女性陣から非常に人気のある俳優ですが、彼のドコがそんなにモテ要素なのか私にゃさっぱりわかりません。
そんな彼が向かった先の療養所で出会う、ちょっぴり頭がアレな少女ハンナ役はミア・ゴス。
あのシャイア・ラブーフとくっついたり別れたりを繰り返したのち、ラスベガスで嫌な予感しかしない結婚をしたものの、やはりたった2年間(2016~2018)で破局でした。
その療養所の所長、そして実は〇〇の〇〇〇だったヴァルマーを演じるのは名俳優ジェイソン・アイザックス。
『映画/ハリーポッター』シリーズや『映画/アルマゲドン』、その他超有名映画に数多く出演している名優なのですが、なんとなーく地味な印象があるのはわしだけ?
難解謎作品
これを読んでいる方はこの映画に関して、すでに数多くの考察・解説ブログなどに目を通してきたのではないかと。それでも腑に落ちないからこんな場末の映画ブログまで流れてきたのでしょう。お疲れ様です。
・・・で、この映画についての考察・解説って『他ブログのコピペ』もしくは『言い回し違うだけで同じ内容』が多くありませんでした?
私もぺらーっと他の考察系ブログを眺めてみたのですが、笑えるほどにパクりだらけ。謎として挙げるポイントやその答えはもとより、勘違いや誤解している部分までそのまんま同じという(笑)
まぁ『ミッドサマー』に『シャッターアイランド』の雰囲気を混ぜて『エヴォリューション』で包んだような作品ですから、他人の考察をパクってごまかしたくなる気持ちはわからなくもないですが。
それ以前に最近は『自分では鑑賞せず他人の考察を寄せ集めて書く』というインチキ映画ブログがやたらと増えてきていますし…。
ギブスの謎
…というわけで、世の映画ブログ書きがパクリに逃げるような作品は私だって気が重いですよ。

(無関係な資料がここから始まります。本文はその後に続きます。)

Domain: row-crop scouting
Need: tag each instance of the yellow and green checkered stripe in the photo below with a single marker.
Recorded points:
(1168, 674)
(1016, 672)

ただでさえ人によって解釈が異なる内容なうえに、肝心の『映画としての完成度』が低く、余計な要素や足りない要素も多すぎる。
ただ単にその映像美だけを楽しむならば大いにアリですが、細かい部分に理由や答えを見出そうとすると一気にドツボ。
とりあえず、
・ヴァルマー所長は過去にこの領地を治め、純潔にこだわって妹と結婚し、民衆に焼かれたフォン・ライヒマール男爵その人。
(注:彼を『バロンという名の男爵』と書いている方がやたら多いですが、『バロン』は名前ではありません)
・ハンナは民衆の手によって捨てられた赤子。すなわちヴァルマー所長の実の娘。
・二人はその土地の水とウナギのアレコレによって精製された不老不死の薬を摂取し、長年生きながらえてきた。
…までは居眠りしながら鑑賞しても理解できるのでOKでしょう。
しかし私はそんな事よりも、
どうしてギブスをしたままで、そんな細いズボンを履いたり脱いだりできるのか
が気になって仕方がない。
パンツ一丁になれば素足にギブス。スラックスを履けばスラックスの上にギブス。ギブスを切断した際は「右足は腿までのズボン」になっていましたが、そもそもそれをどうやって履いたのか。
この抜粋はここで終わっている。